In my view as a long-time moderator, the purpose of moderation is conflict resolution and ensuring the sitewide rules are followed. As reported today by !vegan@lemmyworld, moderator Rooki’s vision appears to be that their personal disagreement with someone else’s position takes priority over the rules and is enough to remove comments in a community they don’t moderate, remove its moderators for the comments, and effectively resort to hostile takeover by posting their own comment with an opposing view (archived here) and elevating it for visiblity.
The removed comments relate to vegan cat food. As seen in the modlog, Rooki removed a number of pretty balanced comments explaining that while there are problematic ways to feed cats vegan, if done properly, cats can live on vegan cat food. Though it is a controversial position even among vegans, there is scientific research supporting it, like this review from 2023 or the papers co-authored by professor Andrew Knight. These short videos could also work as a TL;DR of his knowledge on the matter. As noted on Wikipedia, some of the biggest animal advocacy organizations support the notion of vegan cat food, while others do not. Vegan pet food brands, including Ami, Evolution Diet, and Benevo have existed for years and are available throughout the world, clearly not prohibited by law in countries with laws against animal abuse.
To summarize, even if you don’t agree with the position of vegan cat food being feasible, at the very least you have to acknowledge that the matter is not clear-cut. Moreover, there is no rule of lemmy.world that prohibits those types of conversations unless making a huge stretch to claim that it falls under violent content “promoting animal abuse” in the context of “excessive gore” and “dismemberment”.
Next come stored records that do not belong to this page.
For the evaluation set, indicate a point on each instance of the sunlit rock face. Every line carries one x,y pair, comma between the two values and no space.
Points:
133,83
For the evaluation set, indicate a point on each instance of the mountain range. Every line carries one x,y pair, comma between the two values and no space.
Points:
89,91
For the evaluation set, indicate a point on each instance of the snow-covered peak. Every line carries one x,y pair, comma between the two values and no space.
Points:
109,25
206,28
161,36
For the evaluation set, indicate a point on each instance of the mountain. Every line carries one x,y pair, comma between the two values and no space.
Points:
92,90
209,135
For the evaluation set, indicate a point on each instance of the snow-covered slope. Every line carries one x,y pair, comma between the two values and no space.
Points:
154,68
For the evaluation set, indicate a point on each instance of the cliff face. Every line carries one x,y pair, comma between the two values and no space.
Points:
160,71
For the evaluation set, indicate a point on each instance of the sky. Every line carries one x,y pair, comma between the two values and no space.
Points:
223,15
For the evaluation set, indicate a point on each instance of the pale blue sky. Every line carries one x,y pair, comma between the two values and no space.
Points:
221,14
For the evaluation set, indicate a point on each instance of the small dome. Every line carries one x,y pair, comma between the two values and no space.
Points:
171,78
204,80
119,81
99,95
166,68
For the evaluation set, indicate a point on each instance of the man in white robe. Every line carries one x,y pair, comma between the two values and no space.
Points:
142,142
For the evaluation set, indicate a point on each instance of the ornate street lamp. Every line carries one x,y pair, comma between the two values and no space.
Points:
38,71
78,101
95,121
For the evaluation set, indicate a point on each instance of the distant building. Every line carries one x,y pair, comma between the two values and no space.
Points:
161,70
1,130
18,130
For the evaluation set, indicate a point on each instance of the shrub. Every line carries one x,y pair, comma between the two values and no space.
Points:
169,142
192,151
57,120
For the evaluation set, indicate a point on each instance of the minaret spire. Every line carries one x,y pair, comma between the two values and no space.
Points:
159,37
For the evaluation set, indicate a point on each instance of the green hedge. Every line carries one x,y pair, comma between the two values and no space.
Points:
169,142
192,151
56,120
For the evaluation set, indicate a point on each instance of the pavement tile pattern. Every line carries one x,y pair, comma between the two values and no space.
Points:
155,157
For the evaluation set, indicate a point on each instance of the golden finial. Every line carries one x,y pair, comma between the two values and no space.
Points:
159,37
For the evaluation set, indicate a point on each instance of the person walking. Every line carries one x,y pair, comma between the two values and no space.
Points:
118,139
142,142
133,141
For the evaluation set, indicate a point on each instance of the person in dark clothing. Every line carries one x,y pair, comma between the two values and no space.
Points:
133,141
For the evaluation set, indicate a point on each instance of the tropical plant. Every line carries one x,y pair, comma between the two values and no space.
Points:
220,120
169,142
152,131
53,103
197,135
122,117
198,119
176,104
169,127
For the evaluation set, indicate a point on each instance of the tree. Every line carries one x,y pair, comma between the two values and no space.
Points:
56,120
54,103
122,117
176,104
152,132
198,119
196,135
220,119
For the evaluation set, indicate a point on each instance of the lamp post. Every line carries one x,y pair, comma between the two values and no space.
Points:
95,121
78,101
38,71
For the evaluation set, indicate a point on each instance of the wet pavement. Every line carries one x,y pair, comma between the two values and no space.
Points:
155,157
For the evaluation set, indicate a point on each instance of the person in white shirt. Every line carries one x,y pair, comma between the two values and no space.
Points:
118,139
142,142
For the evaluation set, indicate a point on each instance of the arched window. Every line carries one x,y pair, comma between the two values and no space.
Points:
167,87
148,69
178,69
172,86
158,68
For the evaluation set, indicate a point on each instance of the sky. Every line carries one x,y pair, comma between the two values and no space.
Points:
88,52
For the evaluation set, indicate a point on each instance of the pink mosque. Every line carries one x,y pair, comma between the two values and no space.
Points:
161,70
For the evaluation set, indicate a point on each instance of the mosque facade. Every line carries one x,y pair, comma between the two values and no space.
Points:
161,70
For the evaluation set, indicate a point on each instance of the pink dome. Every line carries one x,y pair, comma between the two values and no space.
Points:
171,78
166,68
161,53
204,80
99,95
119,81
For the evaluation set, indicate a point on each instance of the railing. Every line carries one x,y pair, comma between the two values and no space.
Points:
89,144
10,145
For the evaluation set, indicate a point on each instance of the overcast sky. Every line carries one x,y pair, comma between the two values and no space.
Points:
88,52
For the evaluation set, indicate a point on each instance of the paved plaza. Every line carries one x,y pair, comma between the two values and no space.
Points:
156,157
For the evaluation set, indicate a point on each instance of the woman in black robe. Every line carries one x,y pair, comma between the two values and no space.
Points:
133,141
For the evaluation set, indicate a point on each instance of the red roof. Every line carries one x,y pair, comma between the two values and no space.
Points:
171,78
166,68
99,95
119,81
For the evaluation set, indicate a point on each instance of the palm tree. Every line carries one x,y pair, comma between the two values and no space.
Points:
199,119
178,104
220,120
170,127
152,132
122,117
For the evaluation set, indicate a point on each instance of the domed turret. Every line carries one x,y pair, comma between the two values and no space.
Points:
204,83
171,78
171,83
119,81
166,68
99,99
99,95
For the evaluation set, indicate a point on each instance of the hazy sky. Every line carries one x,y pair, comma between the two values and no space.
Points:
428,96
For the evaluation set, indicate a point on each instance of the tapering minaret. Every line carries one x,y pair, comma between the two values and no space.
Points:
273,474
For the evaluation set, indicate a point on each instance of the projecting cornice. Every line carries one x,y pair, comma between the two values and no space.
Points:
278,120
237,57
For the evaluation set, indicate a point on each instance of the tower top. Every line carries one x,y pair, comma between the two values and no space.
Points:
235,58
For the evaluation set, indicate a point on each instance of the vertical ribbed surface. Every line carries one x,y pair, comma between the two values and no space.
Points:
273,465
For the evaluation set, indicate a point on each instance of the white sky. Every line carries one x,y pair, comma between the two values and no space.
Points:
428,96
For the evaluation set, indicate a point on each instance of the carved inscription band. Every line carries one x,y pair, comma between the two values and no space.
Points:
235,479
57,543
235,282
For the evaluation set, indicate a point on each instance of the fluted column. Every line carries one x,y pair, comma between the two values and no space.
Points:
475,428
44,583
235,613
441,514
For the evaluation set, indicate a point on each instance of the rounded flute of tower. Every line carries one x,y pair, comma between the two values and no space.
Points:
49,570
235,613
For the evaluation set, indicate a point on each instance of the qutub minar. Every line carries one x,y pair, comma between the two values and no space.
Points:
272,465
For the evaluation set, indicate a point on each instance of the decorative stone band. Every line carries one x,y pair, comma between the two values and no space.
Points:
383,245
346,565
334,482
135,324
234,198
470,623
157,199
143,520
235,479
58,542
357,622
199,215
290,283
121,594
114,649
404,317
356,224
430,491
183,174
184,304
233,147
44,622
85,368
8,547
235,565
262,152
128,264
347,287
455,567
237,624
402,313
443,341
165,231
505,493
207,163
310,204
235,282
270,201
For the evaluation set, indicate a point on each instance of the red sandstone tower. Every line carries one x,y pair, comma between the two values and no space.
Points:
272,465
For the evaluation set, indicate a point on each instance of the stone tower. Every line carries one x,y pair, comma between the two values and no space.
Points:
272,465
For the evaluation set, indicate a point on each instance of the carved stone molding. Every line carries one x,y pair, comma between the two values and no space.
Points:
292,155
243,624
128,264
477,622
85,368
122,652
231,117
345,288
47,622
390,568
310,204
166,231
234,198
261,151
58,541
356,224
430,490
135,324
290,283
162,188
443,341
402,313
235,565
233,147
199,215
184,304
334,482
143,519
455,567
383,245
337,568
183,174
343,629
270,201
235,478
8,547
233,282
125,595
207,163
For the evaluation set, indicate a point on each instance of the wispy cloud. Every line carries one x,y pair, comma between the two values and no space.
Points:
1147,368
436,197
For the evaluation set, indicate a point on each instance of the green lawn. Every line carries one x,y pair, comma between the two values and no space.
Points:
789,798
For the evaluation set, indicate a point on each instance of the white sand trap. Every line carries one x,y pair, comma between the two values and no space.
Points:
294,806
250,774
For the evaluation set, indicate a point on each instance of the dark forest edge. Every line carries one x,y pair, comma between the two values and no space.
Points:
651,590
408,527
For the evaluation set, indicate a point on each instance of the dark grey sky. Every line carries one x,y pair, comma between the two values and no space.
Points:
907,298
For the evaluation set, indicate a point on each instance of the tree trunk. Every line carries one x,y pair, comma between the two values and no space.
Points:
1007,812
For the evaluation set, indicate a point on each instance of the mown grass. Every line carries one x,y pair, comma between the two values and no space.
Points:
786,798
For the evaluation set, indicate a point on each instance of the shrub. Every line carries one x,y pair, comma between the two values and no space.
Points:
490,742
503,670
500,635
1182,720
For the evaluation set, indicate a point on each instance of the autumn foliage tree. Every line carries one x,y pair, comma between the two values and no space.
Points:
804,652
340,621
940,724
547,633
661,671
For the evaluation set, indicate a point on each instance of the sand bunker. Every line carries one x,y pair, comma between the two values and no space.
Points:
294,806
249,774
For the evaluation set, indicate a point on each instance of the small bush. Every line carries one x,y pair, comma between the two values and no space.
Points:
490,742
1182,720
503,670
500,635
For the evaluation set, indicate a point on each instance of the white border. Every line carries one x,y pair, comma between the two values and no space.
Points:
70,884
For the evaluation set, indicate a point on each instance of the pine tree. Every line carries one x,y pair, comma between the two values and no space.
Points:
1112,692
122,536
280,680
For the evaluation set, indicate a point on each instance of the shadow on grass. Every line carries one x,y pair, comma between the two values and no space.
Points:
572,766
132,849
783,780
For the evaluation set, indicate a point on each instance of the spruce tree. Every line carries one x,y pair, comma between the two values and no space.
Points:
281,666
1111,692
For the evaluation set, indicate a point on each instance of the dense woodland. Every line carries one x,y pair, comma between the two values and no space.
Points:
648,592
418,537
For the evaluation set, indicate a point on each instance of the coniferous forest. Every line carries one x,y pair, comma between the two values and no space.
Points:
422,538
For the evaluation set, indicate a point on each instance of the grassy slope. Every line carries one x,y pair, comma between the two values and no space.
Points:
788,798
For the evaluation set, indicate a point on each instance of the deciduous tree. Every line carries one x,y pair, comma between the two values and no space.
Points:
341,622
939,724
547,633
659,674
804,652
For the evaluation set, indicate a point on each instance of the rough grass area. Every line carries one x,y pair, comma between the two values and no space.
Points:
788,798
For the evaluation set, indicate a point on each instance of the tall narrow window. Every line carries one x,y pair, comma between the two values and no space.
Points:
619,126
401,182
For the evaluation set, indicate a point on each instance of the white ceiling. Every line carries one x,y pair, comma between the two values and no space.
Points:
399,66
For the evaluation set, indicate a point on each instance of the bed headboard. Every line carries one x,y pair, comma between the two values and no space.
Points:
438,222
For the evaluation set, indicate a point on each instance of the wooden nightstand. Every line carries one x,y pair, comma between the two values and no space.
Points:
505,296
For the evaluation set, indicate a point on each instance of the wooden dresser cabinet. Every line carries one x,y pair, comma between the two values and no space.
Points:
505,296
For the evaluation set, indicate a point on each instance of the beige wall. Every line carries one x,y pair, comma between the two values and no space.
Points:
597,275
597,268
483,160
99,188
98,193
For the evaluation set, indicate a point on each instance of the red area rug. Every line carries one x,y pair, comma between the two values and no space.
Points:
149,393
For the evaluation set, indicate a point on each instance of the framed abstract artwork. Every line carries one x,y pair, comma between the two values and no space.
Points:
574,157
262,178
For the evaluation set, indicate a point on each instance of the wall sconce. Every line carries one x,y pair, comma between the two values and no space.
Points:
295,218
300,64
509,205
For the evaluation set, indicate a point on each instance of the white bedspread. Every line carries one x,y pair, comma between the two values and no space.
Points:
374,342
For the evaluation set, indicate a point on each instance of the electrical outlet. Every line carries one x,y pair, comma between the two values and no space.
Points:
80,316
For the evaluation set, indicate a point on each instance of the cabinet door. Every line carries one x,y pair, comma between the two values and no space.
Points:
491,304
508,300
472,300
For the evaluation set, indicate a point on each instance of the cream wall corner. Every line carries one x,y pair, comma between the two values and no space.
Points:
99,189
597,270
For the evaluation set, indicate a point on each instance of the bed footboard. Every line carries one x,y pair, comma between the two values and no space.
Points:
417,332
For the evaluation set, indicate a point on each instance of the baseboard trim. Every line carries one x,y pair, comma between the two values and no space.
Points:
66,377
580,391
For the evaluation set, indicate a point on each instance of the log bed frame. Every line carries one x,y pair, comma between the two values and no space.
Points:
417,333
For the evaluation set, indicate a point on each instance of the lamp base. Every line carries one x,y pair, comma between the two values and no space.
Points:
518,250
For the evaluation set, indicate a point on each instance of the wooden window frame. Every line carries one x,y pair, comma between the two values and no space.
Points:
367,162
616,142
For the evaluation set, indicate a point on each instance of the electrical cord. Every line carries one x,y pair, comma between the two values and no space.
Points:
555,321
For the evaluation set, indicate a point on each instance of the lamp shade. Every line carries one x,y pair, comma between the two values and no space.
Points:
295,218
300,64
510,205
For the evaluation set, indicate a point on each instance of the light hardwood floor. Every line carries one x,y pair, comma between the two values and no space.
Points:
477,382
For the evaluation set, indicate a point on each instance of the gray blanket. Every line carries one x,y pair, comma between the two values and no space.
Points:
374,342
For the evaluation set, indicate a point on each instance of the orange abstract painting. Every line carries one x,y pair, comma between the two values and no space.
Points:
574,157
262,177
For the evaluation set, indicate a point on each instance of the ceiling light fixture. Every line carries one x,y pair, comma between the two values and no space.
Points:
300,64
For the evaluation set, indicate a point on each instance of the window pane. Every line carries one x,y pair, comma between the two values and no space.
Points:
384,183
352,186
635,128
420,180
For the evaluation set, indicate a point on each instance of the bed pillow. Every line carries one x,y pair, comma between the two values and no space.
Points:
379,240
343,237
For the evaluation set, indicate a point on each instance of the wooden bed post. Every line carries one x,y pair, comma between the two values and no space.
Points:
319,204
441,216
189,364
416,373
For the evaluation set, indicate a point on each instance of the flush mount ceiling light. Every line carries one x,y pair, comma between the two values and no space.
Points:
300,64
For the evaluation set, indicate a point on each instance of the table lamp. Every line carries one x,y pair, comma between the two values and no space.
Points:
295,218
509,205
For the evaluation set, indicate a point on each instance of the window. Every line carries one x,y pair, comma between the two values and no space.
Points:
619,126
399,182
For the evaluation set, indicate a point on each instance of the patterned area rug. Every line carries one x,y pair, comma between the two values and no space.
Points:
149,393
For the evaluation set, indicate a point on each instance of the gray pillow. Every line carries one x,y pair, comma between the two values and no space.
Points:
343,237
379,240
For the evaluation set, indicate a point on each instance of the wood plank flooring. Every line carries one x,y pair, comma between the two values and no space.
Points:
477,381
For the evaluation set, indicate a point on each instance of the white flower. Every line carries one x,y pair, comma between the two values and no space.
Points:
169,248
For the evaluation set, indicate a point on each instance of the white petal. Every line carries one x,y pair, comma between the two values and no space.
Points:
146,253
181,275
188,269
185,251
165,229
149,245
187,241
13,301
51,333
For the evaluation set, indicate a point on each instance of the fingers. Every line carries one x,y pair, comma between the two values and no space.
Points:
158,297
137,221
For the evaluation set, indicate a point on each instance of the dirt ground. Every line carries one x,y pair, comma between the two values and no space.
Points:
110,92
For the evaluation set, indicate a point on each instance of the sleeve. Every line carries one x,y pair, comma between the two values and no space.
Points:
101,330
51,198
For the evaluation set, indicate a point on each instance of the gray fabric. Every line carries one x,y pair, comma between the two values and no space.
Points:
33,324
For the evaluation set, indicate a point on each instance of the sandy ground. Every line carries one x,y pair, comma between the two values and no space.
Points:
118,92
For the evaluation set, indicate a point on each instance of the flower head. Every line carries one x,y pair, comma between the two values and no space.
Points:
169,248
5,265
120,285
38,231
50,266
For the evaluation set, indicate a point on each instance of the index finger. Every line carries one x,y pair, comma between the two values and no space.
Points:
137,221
For the sake of the argument, even if we assume that the truth is fully on Rooki’s side and discussions of vegan cat food is “being a troll and promoting killing pets”, the sitewide rules would have to be updated to reflect this view, and create a dangerous precedent, enabling banning for making positive comments about junk food (killing yourself), being parents who smoke (killing your kids), being religious “because it’s not scientific” and so on. Even reddit wouldn’t go that far, and there are plenty of conversations on vegan cat food on reddit.
Given Rooki’s behavior and that it has already resulted in forcing the vegan community out of lemmy.world and with more likely to follow, I believe the only right course of action is to remove them as a moderator to help restore the community’s trust in the platform and reduce the likelihood of similar events in the future.
Rooki needs to held accountable for being subjective and for an abuse of power.
To what account? They are an instance admin, everyone is below them.
I’m not siding with anyone in this case, but the fact is it is a core feature of the fediverse: admins rule supreme and are only accountable to other admins. If users or communities don’t like it, they could, and SHOULD move to another instance. If a suitable one is not available, they should make their own, and rule it as they please.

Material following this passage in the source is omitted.